10 August 2012

Yi-Fu Tuan's Humanist Geography

The wait is over!  A career-spanning look-back by a pillar of "place" philosophy, Prof. Yi-Fu Tuan, is now available. I saw a copy of this at the American Society for Environmental History conference last spring but it hasn't been publicly available until now. Yes. I know. Exciting!

It seems to be distributed by both University of Wisconsin Press and GFT Publishing. They introduce the book as such:

For more than fifty years, Yi-Fu Tuan has carried the study of humanistic geography—what John K. Wright early in the twentieth century called geosophy, a blending of geography and philosophy―to new heights, offering with each new book a fresh and often unique intellectual introspection into the human condition. Humanist Geography: An Individual's Search for Meaning, his latest and last book, is a final testament of all that he has learned and encountered as a geographer.

I love this stuff. I'm not even sure why exactly. But I do. And that's okay.

As a student at UW with an interest in the "place literature" I have read a lot about it. Many, many scholarly articles mention Tuan when crediting the origins of this approach to humanity's interaction with the physical world. I've even seen him walking around campus once or twice. Sort of like nerd celebrity sighting. Next to Prof. Wm. Cronon, Tuan is about as close as one gets to such a sighting around here. Though I once saw Wisconsin alum, Jane Kaczmarek (a.k.a. the mom from Malcolm In The Middle) walking through the Memorial Union with some people who were probably family. And there are plenty of other well-known scholars who've come and gone through UW, I suppose. Still, seeing someone who you've "gotten to know" through books and essays is always a treat (at least for a sort-of lit nerd like me).

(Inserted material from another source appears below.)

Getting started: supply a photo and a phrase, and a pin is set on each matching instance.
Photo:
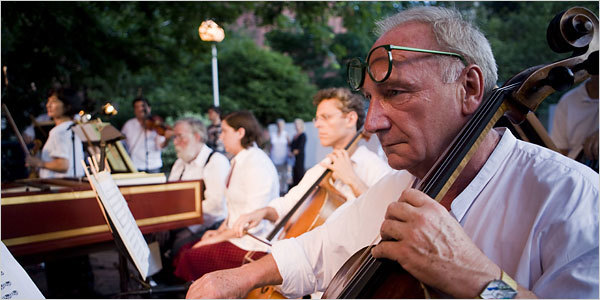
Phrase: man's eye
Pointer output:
(391, 93)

Tuan's Space and Place: The Perspective of Experience (University of Minnesota Press, 1977) is a bookshelf favorite. Again, I'm not even sure why. Which is odd. But there is just something endearing about it. It's certainly not for everyone. It's not light fiction. It's no Jodi Picoult. Thank goodness.  The world's got enough of that crap. (Sorry, Mom).

GTF says that Tuan's intent with this book is "to show how wonderful life on our small planet can be, even as we must deal with nature's stringencies and our own deep flaws." His take on the future is hopeful, which will be a welcome reprieve from my own pesky pessimism, to be sure.

If you pick up a copy, let's talk. I'll be cashing in my coin jar to scrape together the $26 purchase price post haste.